The institutions are currently running well over capacity, and health officials are bracing for a spike in hospitalizations in the coming weeks owing to a trio of respiratory illnesses: COVID-19, influenza and respiratory syncytial virus, or RSV.
Health Minister Adrian Dix said Friday that he is not prepared to start cancelling surgeries. Instead, the province will re-open emergency operation centres at 20 major hospitals.
The EOCs, which were created to manage pandemic pressures in the health care system, will install “dedicated leadership teams” that will review hospital bed availability and identify solutions to ease emergency department congestion. A key task will be to help get people ready for discharge more quickly, making room for new patients.
“There will be a daily focus on ensuring that there’s adequate space to welcome new patients into the hospital,” Mr. Dix told reporters. “It’s a proactive step to provide more supports through periods of expected additional pressure on our hospitals.”

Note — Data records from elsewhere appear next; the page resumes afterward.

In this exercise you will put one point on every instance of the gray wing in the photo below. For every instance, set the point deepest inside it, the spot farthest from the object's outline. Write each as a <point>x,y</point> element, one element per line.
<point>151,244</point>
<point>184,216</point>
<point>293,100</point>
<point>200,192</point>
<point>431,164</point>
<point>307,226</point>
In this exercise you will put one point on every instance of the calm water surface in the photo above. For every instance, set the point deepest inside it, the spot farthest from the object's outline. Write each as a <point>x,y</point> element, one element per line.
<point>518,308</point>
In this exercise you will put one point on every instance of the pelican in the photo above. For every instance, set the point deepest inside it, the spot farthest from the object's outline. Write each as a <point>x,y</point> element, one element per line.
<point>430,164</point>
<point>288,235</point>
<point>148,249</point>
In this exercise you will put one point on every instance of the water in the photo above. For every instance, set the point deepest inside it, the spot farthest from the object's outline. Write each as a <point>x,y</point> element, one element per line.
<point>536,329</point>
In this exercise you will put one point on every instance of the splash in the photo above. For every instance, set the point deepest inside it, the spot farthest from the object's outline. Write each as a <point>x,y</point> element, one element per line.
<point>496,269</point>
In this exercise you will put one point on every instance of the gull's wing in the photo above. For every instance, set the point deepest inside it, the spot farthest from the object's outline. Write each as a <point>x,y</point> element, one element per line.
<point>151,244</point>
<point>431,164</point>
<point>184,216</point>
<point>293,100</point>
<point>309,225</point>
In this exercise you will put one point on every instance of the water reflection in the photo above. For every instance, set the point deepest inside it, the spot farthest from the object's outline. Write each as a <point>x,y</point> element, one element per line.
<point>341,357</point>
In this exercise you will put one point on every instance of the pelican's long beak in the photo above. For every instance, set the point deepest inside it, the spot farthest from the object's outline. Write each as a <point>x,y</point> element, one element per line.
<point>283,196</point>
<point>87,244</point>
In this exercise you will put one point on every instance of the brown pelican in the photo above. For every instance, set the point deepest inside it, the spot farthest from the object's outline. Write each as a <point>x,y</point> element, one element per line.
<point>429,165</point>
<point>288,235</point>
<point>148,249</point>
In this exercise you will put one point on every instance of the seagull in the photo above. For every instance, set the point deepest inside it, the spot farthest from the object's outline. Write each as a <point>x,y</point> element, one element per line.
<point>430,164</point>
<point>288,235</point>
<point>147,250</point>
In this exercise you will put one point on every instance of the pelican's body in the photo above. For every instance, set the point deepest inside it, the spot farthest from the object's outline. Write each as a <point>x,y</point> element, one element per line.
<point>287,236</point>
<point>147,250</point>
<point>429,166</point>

The province had more than 10,200 patients in acute care beds, as of Thursday. There are roughly 9,200 base beds, which means there are roughly 1,000 patients in surge beds in hallways, storage closets and other temporary settings.
At the start of the pandemic, the province delayed surgeries to free up capacity in its hospitals for COVID patients. Last November, Mr. Dix said he was prepared to put surgeries on hold again if needed.
On Friday, however, he said the province completed a record number of surgeries in December and that he does not expect to slow that pace: “It’s important to make clear that the EOCs will support the continuation of surgeries.”
Aman Grewal, president of the BC Nurses’ Union, said the EOCs can help track patients better, but pushing them out the door won’t help if those people don’t have the necessary supports to help them return to the community.
“It helps management see where their patients are in terms of their journey in the hospital, to figure out how to get them out of the hospital sooner,” she said. “They’ll have whiteboards and care plans and so now, nurses going to have to be updating those, taking their time away from providing hands-on care to patients.”
In addition to the issue of hospitals being over capacity, there is also the challenge of understaffing: “The nurses are running from patient to patient, crisis to crisis.” Ms. Grewal said.
The pandemic is now heading into its fourth year, and health care workers are dealing with high levels of burnout in an overburdened industry. That has resulted in delays in ambulance response, emergency room closures, a shortage of family doctors and growing wait lists for critical care such as cancer treatment.
Mr. Dix said B.C. is working to improve recruitment and retention of health care workers, but he reiterated his call for Prime Minister Justin Trudeau’s government to increase health care transfers to the provinces to help pay for increased demand.
“We have a long-term plan to address these challenges. And we need others to be part of that. And you know, that includes, frankly, the Prime Minister stop acting like he’s the official opposition health critic for the provinces, and acting like the Prime Minister.”